I was a little irritated.
Why must everything made outside the home be so hard on the stomach and damaging to the arteries? That is why I swore to make Kolhapuri chicken, just to see if it could be light and easy. I am happy to report that it can be. My version (see recipe) was drier, more earthy, and certainly as tasty and more satisfying.
To return to the journey, as we set out at 5.30am from Kolhapur on Day 2, we quickly realised that the smooth sailing of the first day was over. South Maharashtra’s highways were being converted to six lanes from four, slowing us down greatly, as we were guided into diversions every 10km or less. Passing through Pune late morning was hellish, and just when we thought we could breathe easy on the Pune-Mumbai Expressway, we were caught in a gigantic traffic jam in the Khandala Ghats. When we descended the hills, the toll plazas were backed up, and I had to dangerously fight off cars and SUVs trying to cut in from the left and right.
Eventually, we lurched into Mumbai, chastened yet satisfied at surviving the long haul. Soon, we were ensconced in the warm embrace of those closest to us: parents, cousins, nieces, aunts, uncles, and friends.
In a sense, the journey reflected the year gone by—trials and challenges made agreeable by good food, both at home, on the road, and at the homes of friends and family.
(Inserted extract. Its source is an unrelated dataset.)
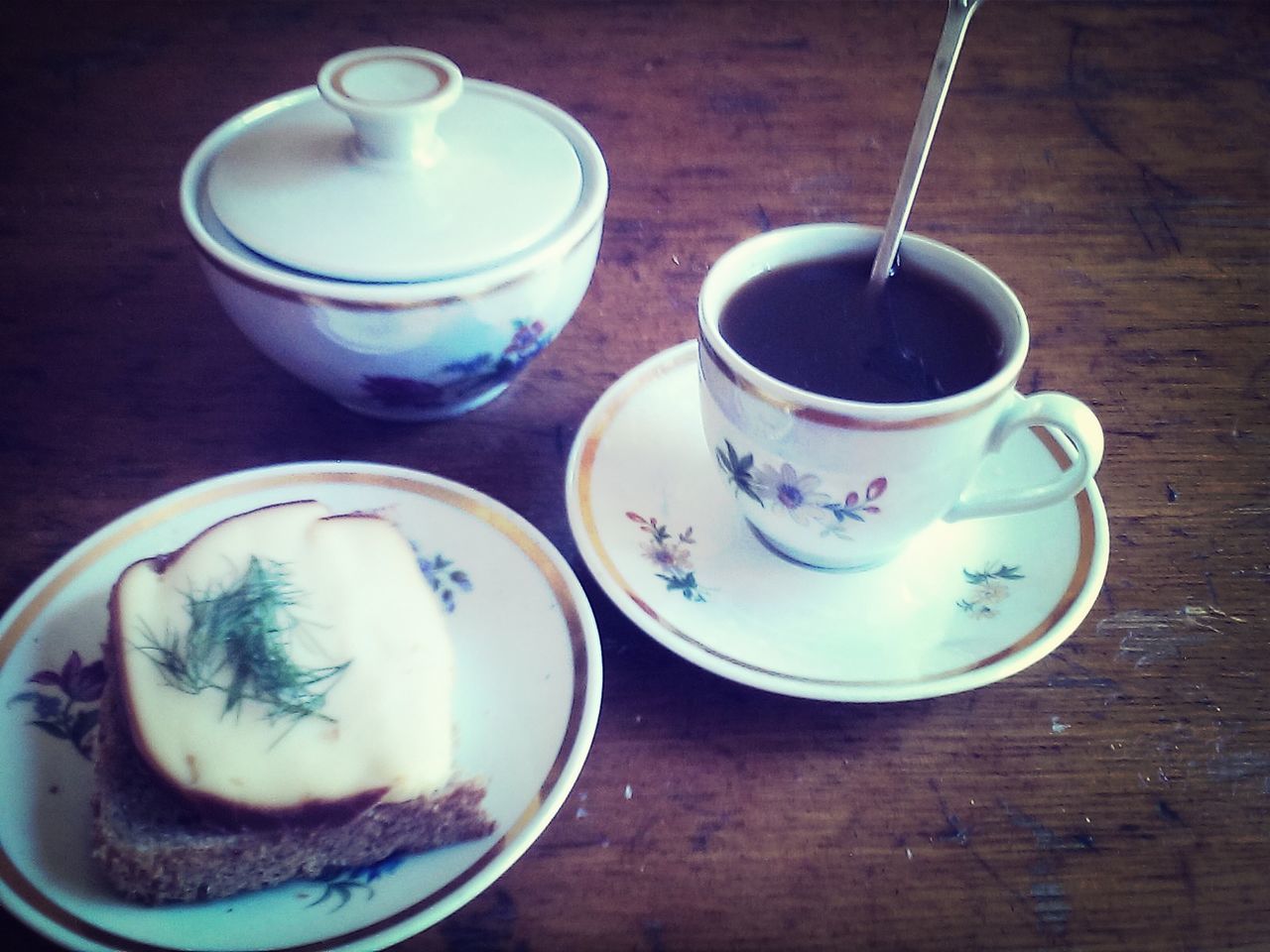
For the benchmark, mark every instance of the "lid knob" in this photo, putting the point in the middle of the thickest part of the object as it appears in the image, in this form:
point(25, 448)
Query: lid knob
point(394, 95)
There was always lunch or dinner involved, food that taught us more about ourselves and expanded our horizons.
I reflected on all these things in the Fernandes home, as everyone gathered around, exchanged gifts, and shared stories. The children amused themselves—and I tried to hide the plate that I had already filled before we heard grace.
KOLHAPURI CHICKEN CURRY
Half-kg chicken, curry cut
1 large onion, sliced thin
2 tomatoes, deseeded and chopped
Half-tsp turmeric powder
One-and-a-half-tsp ginger-garlic paste
Juice of half lemon
Quarter-cup coriander leaves, chopped
2 tbsp vegetable oil
Salt to taste
Rub the chicken with turmeric and set aside.
Roast and grind the ingredients and spices listed below on a medium griddle until the seeds begin to pop. Take care not to burn. Grind to a powder.
4 dried Byadgi chillies
Half piece cinnamon
1 piece mace
Quarter-tsp nutmeg powder
1 large black cardamon
3 small cardamoms
4-5 whole black peppercorns
2 tsp poppy seeds
1 tsp white sesame seeds
Meanwhile roast 3 tbsp grated or sliced coconut separately and add to the spice powder in the grinder. Set aside.
In a pan, heat 1 tablespoon of oil and fry the onions till golden. Add ginger-garlic paste and sauté for a minute. Drizzle in a little water if you suspect it is sticking and in danger of burning. Remove, and add the friend onions to the roasted spice powder and grind to an uneven paste.
Rub the paste into chicken and allow marination for at least 30 minutes, preferably overnight.
In a pan, heat the second tablespoon of oil and sauté the tomatoes until soft. Add the marinated chicken and sear for five minutes. Add salt, and water to cover. Bring to a boil, lower the flame and simmer for 40 minutes or longer, depending on how you want the chicken. Stir in most of the fresh coriander for the last five minutes.
Mix in the lime juice and garnish with the remaining coriander before serving.